From The Rev. Deacon Teri Van Huss,
St. John’s, Tulare
A Journey to the Common Good
Do you ever have a year that has a recurring “theme”? You keep running into words, places, situations, people, etc. that create new paths, new insights, and those great Spirit-filled “aha” moments?
A couple years ago I was sent to Albuquerque, New Mexico, (one of my home towns!) to attend one of the Episcopal Church’s “Called to Transformation” trainings being held all over the country. This training is based on 1 Corinthians 12 that “each of us is given different gifts to serve the community and that we are all a part of the body of Christ working together.”

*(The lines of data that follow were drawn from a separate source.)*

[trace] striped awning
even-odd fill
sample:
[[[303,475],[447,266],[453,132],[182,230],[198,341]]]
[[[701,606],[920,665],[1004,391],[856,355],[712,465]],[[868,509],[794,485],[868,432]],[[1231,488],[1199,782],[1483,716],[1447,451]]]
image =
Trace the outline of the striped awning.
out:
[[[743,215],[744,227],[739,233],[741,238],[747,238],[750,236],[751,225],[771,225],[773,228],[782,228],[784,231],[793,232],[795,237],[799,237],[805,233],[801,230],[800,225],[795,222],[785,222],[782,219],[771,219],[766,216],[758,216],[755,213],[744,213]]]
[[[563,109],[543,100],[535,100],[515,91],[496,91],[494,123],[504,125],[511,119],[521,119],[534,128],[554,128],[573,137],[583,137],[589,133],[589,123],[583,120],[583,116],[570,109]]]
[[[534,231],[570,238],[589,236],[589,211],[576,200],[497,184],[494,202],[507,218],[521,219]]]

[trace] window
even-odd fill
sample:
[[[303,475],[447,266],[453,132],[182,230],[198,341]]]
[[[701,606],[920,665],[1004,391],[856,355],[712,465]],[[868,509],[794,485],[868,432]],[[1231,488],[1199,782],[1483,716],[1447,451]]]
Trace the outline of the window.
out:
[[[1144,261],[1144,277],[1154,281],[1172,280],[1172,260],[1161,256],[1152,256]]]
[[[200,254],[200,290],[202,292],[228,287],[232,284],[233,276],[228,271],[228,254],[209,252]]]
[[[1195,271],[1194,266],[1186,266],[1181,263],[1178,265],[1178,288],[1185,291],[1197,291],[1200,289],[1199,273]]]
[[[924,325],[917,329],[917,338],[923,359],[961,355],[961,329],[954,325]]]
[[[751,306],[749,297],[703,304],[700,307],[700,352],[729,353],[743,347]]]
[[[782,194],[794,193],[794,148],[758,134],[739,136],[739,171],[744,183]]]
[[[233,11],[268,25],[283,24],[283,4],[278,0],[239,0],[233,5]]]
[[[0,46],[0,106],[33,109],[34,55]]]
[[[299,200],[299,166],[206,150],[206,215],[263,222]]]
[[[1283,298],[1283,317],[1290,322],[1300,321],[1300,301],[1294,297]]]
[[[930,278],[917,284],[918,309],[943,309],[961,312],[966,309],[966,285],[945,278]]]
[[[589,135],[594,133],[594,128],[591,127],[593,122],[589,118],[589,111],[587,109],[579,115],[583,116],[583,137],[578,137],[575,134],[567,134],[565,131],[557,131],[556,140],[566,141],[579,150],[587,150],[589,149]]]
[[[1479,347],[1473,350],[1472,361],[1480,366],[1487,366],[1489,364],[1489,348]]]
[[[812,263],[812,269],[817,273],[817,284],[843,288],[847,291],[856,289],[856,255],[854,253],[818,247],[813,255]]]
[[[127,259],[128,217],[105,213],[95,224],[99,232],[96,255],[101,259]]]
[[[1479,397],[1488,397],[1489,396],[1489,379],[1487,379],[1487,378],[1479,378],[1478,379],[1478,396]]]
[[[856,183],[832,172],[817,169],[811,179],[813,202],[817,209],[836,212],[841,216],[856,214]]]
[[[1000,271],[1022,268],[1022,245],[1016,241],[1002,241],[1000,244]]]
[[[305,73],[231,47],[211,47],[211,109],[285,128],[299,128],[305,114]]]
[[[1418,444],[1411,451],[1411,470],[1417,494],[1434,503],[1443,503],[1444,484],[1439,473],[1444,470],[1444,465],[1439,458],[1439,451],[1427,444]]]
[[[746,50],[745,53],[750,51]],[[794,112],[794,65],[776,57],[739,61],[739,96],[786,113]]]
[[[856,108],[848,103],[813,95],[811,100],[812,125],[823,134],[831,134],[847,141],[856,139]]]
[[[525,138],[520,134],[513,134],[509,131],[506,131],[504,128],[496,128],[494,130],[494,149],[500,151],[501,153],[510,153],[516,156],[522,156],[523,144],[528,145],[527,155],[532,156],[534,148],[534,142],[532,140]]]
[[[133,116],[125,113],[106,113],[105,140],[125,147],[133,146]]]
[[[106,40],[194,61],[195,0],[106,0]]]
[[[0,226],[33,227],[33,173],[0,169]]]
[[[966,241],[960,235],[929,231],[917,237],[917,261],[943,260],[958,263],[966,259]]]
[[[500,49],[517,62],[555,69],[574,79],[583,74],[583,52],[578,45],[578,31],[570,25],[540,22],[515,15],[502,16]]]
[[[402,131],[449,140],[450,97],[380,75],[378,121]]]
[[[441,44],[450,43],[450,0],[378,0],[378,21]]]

Created and facilitated by Episcopal Relief & Development, and based on the community organizing method they use in their work around the world called Asset Based Community Development, this training is developing facilitators who go back to their churches and help folks realize their own gifts for ministry, who then go out into the community and continue a practice to help others realize their gifts so that people, neighborhoods, cities, regions (and maybe even countries?) can work together for the good of all.
Walter Brueggemann, a renowned theologian and Old Testament scholar, wrote a book in 2010 that says “the great crisis among us is the crisis of ‘the common good,’ the sense of community solidarity that binds all in a common destiny” and that God dreams and wills for us to journey together toward the common good.
Last Fall I got to serve as deacon for Michael Curry at the last Revival service in Bakersfield, and yes, the Spirit-sparks fly wherever he is! This was where he preached “it’s not political, it’s Biblical!” A reminder that we are ALL part of the body of Christ and we must call out and act whenever and wherever there are activities that separate people.
The saying “it’s about who you know” has taken on new meaning for me. Usually that phrase is used when someone is “climbing the corporate ladder” or has been able to “get in” to somewhere. How about using “it’s who you know” to pull people together – these are the kind of community organizing techniques that many faith-based action groups use, and I’ve even seen this in my daily work, watching events grow beyond expectations because of communications with a wide-ranging network that somehow is all linked!
I even had an interaction this week with Jesus’ Greatest Commandments – Love the Lord your God with all your heart, and love your neighbor as yourself. Consider the order of these words – God, Neighbor, Yourself.
We are all called to work for the common good, and this message pops up everywhere!